Xiaomi - Wold Leaks

Xiaomi’s Mobile Wallet Pays You to Use It

March 23, 2024         By: Steven Anderson

Back in 2014, the idea of mobile payments was starting to catch on, but for the most part, there was a lot of hesitation among consumers.

A consumer study found only 24 percent of respondents were likely to make mobile payments that year, and a separate study found 84 percent were concerned about the security of such payment methods.

While these are both points starting to change, Chinese phone maker Xiaomi may have the answer: free money for mobile wallet users.

Xiaomi’s plan is simple in nature: when people make deposits into the mobile wallet’s balance, like with PayPal or the like, Xiaomi then rewards said users by paying interest on the sum kept in the mobile wallet, much like a savings account might.

Better yet, the interest involved is no small sum either. Xiaomi users get a hefty 3.058 percent interest, which is then deposited in a free phone app.

The new wallet is still in beta testing, so just when it will be available to users—or if those users will still get that three-plus percent rate on balances—is as yet unclear.

Also, none of the phones that Xiaomi makes, at last report, will be available in the United States, at least not yet.
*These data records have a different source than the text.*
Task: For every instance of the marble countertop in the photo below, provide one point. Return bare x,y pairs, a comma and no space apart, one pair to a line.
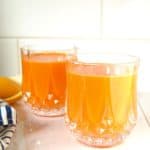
44,133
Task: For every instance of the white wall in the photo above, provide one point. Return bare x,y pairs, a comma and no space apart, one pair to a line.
112,25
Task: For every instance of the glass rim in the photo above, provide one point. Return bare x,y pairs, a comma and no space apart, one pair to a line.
128,59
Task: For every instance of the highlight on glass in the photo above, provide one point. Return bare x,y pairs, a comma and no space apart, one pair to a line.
101,100
44,76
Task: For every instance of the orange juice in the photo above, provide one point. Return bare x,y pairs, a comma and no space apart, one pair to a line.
100,106
44,79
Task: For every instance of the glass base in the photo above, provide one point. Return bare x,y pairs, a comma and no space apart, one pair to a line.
104,140
100,142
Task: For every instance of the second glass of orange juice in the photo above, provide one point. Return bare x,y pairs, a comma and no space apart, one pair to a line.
44,78
102,98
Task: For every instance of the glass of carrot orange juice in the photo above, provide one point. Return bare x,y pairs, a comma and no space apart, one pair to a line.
44,77
101,100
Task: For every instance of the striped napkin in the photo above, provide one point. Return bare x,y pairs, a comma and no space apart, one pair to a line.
7,124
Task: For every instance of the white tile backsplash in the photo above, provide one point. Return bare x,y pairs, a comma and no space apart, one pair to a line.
50,18
8,57
126,19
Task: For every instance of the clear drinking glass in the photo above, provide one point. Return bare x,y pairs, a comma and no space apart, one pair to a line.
44,76
101,100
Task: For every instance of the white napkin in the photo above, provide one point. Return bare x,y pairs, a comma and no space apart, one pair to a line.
7,124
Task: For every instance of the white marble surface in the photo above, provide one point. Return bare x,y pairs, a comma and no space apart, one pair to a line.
43,133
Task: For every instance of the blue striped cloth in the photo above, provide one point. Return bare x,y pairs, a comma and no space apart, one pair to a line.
7,124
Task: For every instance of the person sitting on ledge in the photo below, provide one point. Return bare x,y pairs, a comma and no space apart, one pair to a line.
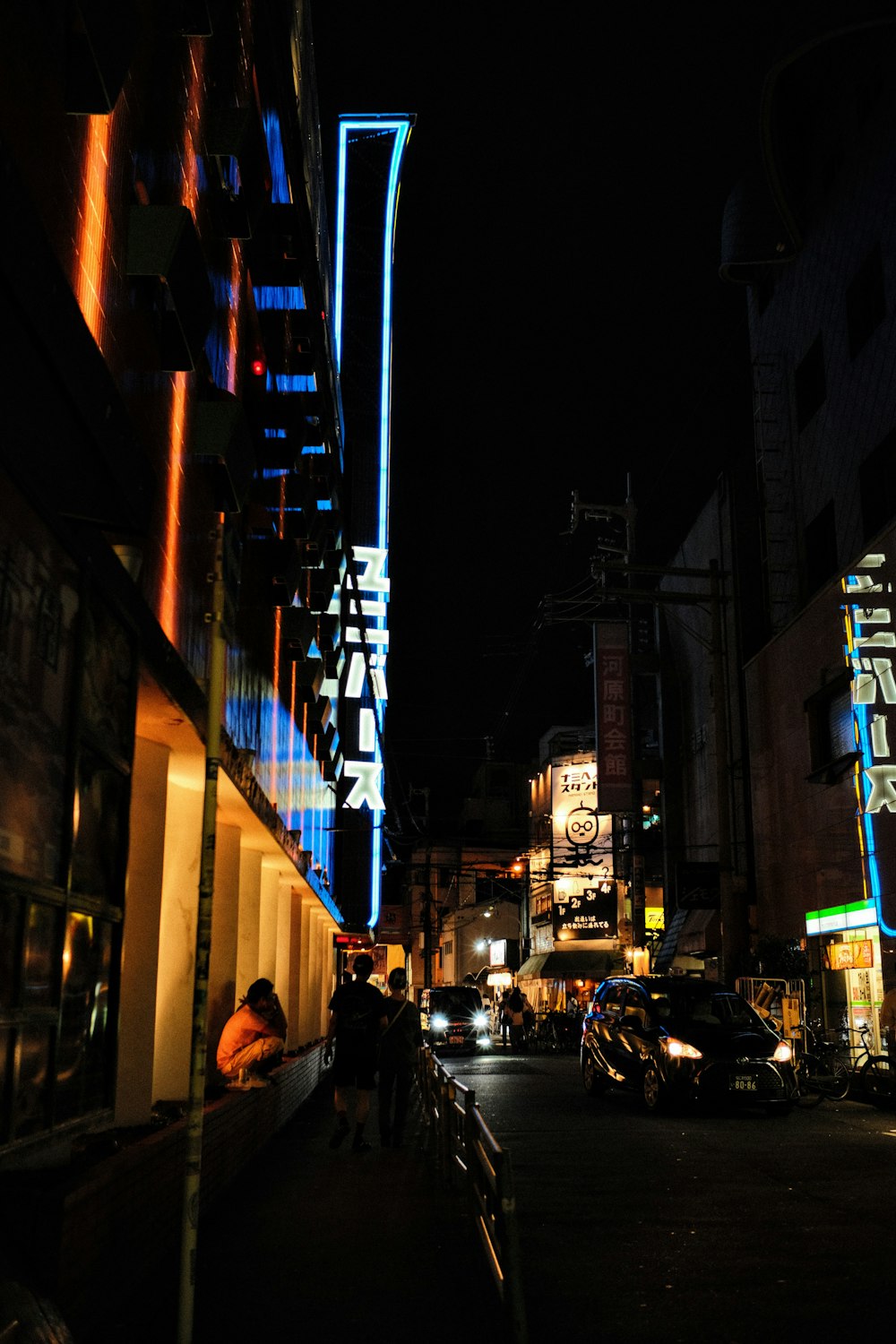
254,1037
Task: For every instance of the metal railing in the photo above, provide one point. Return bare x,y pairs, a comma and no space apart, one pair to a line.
471,1161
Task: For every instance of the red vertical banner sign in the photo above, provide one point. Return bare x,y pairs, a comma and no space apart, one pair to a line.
613,718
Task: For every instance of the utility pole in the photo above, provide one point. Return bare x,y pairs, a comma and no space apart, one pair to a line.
195,1110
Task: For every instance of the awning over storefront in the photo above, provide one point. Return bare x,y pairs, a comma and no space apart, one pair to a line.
567,965
691,933
667,952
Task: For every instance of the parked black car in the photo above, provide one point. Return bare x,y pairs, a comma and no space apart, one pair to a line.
454,1019
678,1039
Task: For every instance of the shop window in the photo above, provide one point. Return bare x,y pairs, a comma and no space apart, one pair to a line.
877,486
62,849
866,301
809,383
831,734
820,545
Right now, the company doesn’t have the necessary support infrastructure, like call centers and such, for a United States expansion.

But still, Xiaomi is offering a very powerful deal for several reasons. One, this might be the first mobile wallet system to offer interest on balances carried. That’s no mean feat in its own right, but look at the number: just over three percent.
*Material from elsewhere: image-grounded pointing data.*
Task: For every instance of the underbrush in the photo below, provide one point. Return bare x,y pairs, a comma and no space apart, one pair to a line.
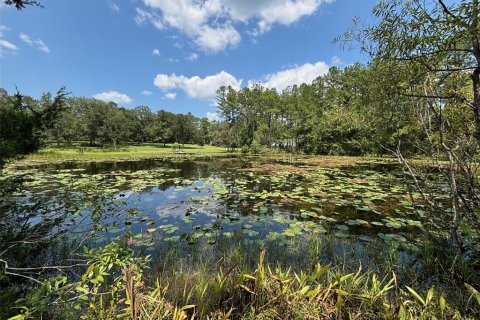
255,282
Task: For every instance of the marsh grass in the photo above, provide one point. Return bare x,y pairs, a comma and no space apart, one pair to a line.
302,281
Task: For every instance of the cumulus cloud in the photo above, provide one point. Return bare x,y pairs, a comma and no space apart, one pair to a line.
305,73
212,116
192,57
196,87
211,23
37,43
113,96
4,44
2,30
113,6
171,95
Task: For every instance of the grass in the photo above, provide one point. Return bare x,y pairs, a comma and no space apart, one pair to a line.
253,282
122,152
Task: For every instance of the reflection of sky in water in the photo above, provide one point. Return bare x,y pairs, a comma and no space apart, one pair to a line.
191,209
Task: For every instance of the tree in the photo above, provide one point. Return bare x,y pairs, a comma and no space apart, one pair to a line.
24,121
430,51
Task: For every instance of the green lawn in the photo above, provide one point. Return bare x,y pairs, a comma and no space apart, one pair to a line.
122,152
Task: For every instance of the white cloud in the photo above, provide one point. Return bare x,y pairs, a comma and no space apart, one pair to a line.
4,44
171,95
211,23
113,96
212,116
192,57
3,29
336,61
196,87
38,43
297,75
113,6
145,16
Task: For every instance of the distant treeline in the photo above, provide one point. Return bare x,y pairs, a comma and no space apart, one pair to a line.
349,111
99,124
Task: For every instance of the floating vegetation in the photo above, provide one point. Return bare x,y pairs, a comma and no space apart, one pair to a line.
189,201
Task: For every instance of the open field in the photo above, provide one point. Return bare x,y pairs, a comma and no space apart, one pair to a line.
122,152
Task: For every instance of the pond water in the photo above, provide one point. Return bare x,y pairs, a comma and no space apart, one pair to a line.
166,202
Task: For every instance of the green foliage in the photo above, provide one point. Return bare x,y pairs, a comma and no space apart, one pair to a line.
23,122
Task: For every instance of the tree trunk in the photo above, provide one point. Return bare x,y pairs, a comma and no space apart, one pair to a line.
476,98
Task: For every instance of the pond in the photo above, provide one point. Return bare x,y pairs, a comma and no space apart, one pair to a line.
167,202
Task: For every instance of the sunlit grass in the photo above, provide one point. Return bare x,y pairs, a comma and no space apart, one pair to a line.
126,152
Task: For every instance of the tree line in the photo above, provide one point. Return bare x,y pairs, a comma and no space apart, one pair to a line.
347,111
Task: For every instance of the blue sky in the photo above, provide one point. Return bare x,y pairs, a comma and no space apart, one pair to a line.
171,54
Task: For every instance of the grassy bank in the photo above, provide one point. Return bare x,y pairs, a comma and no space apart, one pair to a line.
121,152
244,281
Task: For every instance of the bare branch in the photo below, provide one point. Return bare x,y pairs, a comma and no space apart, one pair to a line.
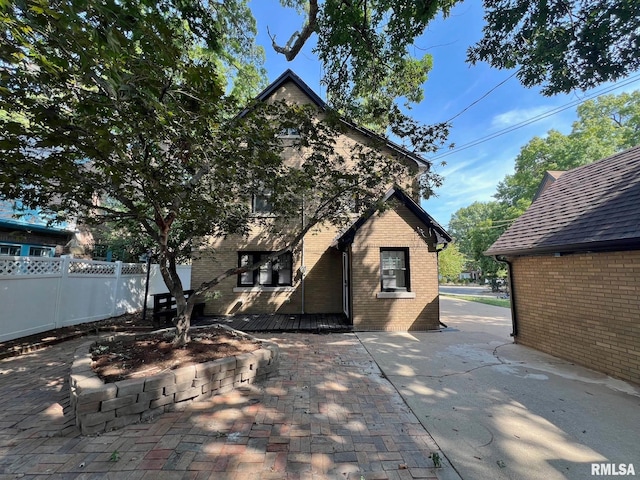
298,39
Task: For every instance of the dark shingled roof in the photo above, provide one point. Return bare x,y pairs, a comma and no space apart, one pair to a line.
595,207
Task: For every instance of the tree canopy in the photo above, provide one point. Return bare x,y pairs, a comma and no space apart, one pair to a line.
561,45
606,125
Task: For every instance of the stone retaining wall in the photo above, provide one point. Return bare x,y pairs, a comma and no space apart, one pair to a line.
100,407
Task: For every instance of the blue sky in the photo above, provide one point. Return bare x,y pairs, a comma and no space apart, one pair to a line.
471,174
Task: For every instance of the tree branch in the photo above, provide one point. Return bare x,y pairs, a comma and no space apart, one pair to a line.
298,39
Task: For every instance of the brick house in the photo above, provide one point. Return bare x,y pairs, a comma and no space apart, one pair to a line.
574,259
381,272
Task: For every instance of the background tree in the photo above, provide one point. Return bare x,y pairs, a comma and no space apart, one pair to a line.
606,125
451,262
124,112
561,45
364,47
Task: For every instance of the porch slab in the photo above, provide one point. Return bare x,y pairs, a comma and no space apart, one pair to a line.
265,322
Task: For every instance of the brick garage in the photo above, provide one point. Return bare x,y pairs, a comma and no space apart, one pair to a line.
574,261
584,308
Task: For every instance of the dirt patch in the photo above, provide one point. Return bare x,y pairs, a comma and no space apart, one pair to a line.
141,356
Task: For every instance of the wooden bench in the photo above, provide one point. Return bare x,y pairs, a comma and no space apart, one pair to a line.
164,305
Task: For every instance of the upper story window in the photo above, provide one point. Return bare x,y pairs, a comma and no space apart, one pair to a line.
261,203
290,132
40,252
276,273
12,250
394,270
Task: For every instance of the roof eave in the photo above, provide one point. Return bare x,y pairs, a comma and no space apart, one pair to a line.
617,245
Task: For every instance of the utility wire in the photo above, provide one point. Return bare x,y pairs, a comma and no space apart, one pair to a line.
524,123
Just for reference, a Bank of America Featured CD, requiring a $10,000 minimum balance, will offer you just 0.07 percent interest. You’re reading that right; not even one percent.

Xiaomi’s mobile wallet will give you somewhere around 40 times what a bank CD will at one of the world’s leading banks. A mobile wallet’s balance is handing a major bank’s investment vehicle its hat, and that by itself is a development with some really staggering implications.

What if Xiaomi can keep this up for any length of time? Will PayPal have to restart its own interest program, dropped back in 2011? Will Apple Pay have to start offering similar terms? Or is this the kind of thing that won’t affect much outside of China? Will people actually start making mobile wallet choices based on the rate of return?

It’s going to be interesting to see if Xiaomi can keep this going for any length of time, because at this rate, it may well have a lot of interested parties just looking for a decent interest rate more than it has people looking for an easy way to pay for things.